Em troca do direito de exibir nas embalagens de seus produtos um selo Fairtrade -e assim atrair a atenção dos consumidores politicamente corretos-, os produtores e varejistas precisam aderir a uma série de princípios.
Na questão ambiental, os produtores que aderem às regras da Fairtrade estão proibidos de usar diversos tipos de pesticidas e devem assumir o compromisso de evitar a erosão da terra e proteger fontes naturais de água, florestas virgens e ecossistemas de alto valor ecológico. Embora não seja obrigatório, o cultivo de produtos 100% orgânicos é encorajado.
A Fairtrade afirma que seu trabalho beneficia mais de 800 mil famílias de agricultores, reunidas em 375 organizações produtoras em cerca de 50 países da África, da Ásia e da América Latina. Na outra parte da cadeia, são 337 empresas comerciantes registradas (exportadores, importadores, processadores e manufatores).
As primeiras ações de comércio justo surgiram há 40 anos, com pequenas parcerias isoladas entre importadores e varejistas. Em 1989, na Holanda, foi criado o selo Max Havelaar -o nome foi tirado de um livro do século 19 sobre a exploração de plantadores javaneses de café por mercadores coloniais holandeses. Nove anos depois, surgiu a FLO.
A expansão do comércio justo é do tipo que mereceria ser apontada como exemplo de "espetáculo do crescimento": de 2000 a 2002 as vendas aumentaram cerca de 20% por ano; em 2003, 31%. Em volume bruto, o país que mais consome é a Suíça, mas ela deve ser superada até o final do ano por Estados Unidos e Reino Unido.
"No Reino Unido o comércio justo está na moda. Quando você dá uma festa, tem de fazer com produtos de comércio justo. É um fenômeno semelhante ao que aconteceu há alguns anos com produtos orgânicos", diz Meyer.
No Reino Unido, o comércio de produtos "justos" atingiu a marca de 100 milhões de libras (R$ 536 milhões) anuais. Em 2003, o crescimento das vendas foi de 46%.
A expansão do comércio justo no Reino Unido está sendo impulsionada por adesões de peso. O Exército da Salvação optou por fazer compras apenas de produtos Fairtrade. A Associação de Albergues da Juventude decidiu só oferecer chás e cafés "justos" em seus refeitórios. O exemplo começa a ser imitado por universidades, escolas, grupos de escoteiros e sindicatos.
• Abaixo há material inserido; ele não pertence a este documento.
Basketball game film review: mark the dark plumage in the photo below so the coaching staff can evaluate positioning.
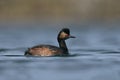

Para Eileen Maybin, porta-voz da Fundação Fairtrade do Reino Unido, é o entusiasmo e a pressão dos consumidores que provocam o aumento da oferta. "É claro que muitos varejistas relutaram em trabalhar com produtos Fairtrade no passado. Eles acabaram convencidos porque seus clientes querem essas mercadorias. O apoio e a demanda do consumidor são fundamentais para o sucesso da Fairtrade."
"Nossos clientes estão comprando mais e mais Fairtrade, e as vendas crescem à medida que ampliamos a oferta de produtos para novas áreas, como vinhos e flores", afirma Greg Sage, assessor de imprensa da rede britânica de supermercados Tesco, que oferece 60 diferentes mercadorias "justas" em suas prateleiras.
O concorrente Co-Op também investe nesse segmento. "As vendas estão crescendo rapidamente. Em 1998 foram menos de 1 milhão de libras, neste ano venderemos mais de 20 milhões. Por isso estamos lançando mais linhas para atender à demanda", diz Brad Hill, assessor da rede de supermercados, que vende quase 80 produtos com o selo Fairtrade.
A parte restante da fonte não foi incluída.